Manukau Mayor Len Brown has vowed to unite Auckland as he begins a long duel with Auckland City Mayor John Banks to be the first Auckland Super City mayor.

Speaking to 250 supporters at Cornwall Park - a legacy from the "father of Auckland" Sir John Logan Campbell - Mr Brown, who is 52, said Auckland needed a mayor "who brings people together, who is not a divider".

The message was a dig at Mr Banks' combative reputation. It was also the basis of building a coalition of like-minded community groups to contest next year's elections.

"I want to say when I get into a campaign I get in to win," Mr Brown said.

Last night, Mr Banks acknowledged Mr Brown would be a strong centre-left candidate against his centre-right prescription for the Super City.

"I can't make any judgment about his musings or machinations, except to say I have been elected to office 11 times and I would like to think I have my strengths. I certainly have some weaknesses, but I believe I can do a really good job," Mr Banks said.

So far, Mr Banks, 63, and Mr Brown are the only declared contenders for the mayoral position, which comes with executive powers to choose a deputy, chairs of committees and propose a $3 billion budget.

Mr Banks has been working behind the scenes to ensure he is the only serious contender on the centre-right. Likewise, Mr Brown on the centre-left.

Auckland Regional Council chairman Mike Lee is contemplating standing for the mayoralty, but faces a lack of support from the centre-left and a UMR Research poll last month showing Mr Brown marginally ahead of Mr Banks.

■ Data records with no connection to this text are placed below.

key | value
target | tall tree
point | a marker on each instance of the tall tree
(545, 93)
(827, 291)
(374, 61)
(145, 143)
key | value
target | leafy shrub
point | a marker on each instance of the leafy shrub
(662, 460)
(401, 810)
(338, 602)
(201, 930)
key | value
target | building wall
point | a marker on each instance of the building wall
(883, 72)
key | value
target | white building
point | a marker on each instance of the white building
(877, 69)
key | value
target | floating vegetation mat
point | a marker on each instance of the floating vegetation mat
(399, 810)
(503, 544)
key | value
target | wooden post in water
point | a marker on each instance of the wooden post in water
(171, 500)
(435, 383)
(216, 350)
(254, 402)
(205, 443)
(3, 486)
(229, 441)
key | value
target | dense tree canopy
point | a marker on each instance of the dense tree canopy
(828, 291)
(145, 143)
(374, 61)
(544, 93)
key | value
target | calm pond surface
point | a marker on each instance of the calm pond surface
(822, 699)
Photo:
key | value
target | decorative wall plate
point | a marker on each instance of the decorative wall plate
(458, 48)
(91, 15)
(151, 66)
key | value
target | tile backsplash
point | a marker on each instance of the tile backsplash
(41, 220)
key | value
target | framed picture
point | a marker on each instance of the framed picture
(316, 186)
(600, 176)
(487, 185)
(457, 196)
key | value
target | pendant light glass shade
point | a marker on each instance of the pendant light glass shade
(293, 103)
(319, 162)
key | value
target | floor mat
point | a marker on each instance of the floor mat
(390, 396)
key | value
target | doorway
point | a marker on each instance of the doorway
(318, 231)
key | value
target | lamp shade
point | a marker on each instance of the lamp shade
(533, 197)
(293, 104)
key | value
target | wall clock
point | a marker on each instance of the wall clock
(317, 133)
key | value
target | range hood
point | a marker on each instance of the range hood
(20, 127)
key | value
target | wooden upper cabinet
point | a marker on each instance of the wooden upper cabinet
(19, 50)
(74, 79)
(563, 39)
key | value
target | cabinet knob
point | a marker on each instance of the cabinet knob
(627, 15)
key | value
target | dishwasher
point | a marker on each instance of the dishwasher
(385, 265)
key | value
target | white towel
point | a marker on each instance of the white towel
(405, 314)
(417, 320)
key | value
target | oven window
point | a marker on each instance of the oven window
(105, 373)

Waitakere Mayor Bob Harvey is not expected to stand, but may seek a seat on the Auckland Council and deliver the eco-vote to Mr Brown.

"I hope Len will be the only mayoral candidate from the left. Len is young, he is bright, he has got a heart of gold and he will unite Auckland, not divide it," said senior Labour MP David Cunliffe.

Mr Brown, who is standing as an independent, said Auckland faced a huge challenge, but also many opportunities.

"I believe that our people, our communities must be at the centre of the new Auckland. Communities have been central to all that I have worked for. Local government must be local. Especially now. Especially as Auckland comes together."

Among his policies are:

A fully integrated transport system, including a CBD rail tunnel, a rail link to the airport and doubling of public transport use in 15 years.

Public ownership of port and airport shares and water assets.

High speed broadband within five years.

Keep rates rises down.

Support for Maori seats on the Auckland Council.

Extending Manukau's free entry to swimming pools across the city. Re-establishing the Auckland Flower Show.

Rotating council meetings around the region.

Mr Brown, who suffered a near-fatal heart attack in May last year, said he had had an amazing recovery, his blood pressure and cholesterol levels were good and he was walking for between 45 minutes and one hour each day.

"If I had a sense of doubt that there was something not right about me still then no way for a second would I contemplate this."